Les républicains aux États-Unis affirment que l'abandon de l'étiquette FTO montrerait que l'administration démocrate est molle avec le terrorisme, une accusation que les responsables américains nient.

SANCTIONS DE L'IRGC

Un responsable iranien et un autre européen ont déclaré à Reuters que la demande avait été retirée de la table, mais que deux questions, dont celle des sanctions, n'étaient toujours pas résolues.

"Nous avons envoyé aux Américains des messages par l'intermédiaire des médiateurs selon lesquels la levée des sanctions sur le quartier général de construction de Khatam al-Anbiya est essentielle pour parvenir à un accord", a déclaré un responsable de la sécurité iranienne de la ligne dure, qui a demandé à ne pas être nommé.

La branche économique de l'IRGC, Khatam al-Anbiya, contrôle un vaste réseau d'entreprises, allant du pétrole et du gaz à la construction.

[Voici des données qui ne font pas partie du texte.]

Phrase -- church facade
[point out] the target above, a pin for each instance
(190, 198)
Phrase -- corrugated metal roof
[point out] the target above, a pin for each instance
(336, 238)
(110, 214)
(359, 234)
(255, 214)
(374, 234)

Invité à commenter, un porte-parole du département d'État a déclaré : "Nous ne négocions pas en public et nous ne répondrons pas aux spéculations sur les positions de l'Iran."

M. Vaez a déclaré que de telles demandes étaient le signe le plus clair de l'incapacité ou de la réticence de Téhéran à comprendre les contraintes politiques des États-Unis.Il a déclaré : "La demande de Téhéran d'un allègement des sanctions liées à l'IRGC se heurte au même obstacle que celui auquel a été confrontée la radiation des Gardes de la FTO".

L'Iran veut également des garanties qu'aucun président américain n'abandonnera l'accord, comme l'a fait Trump. Mais Biden ne peut pas le promettre car l'accord nucléaire est une entente politique non contraignante, et non un traité juridiquement contraignant.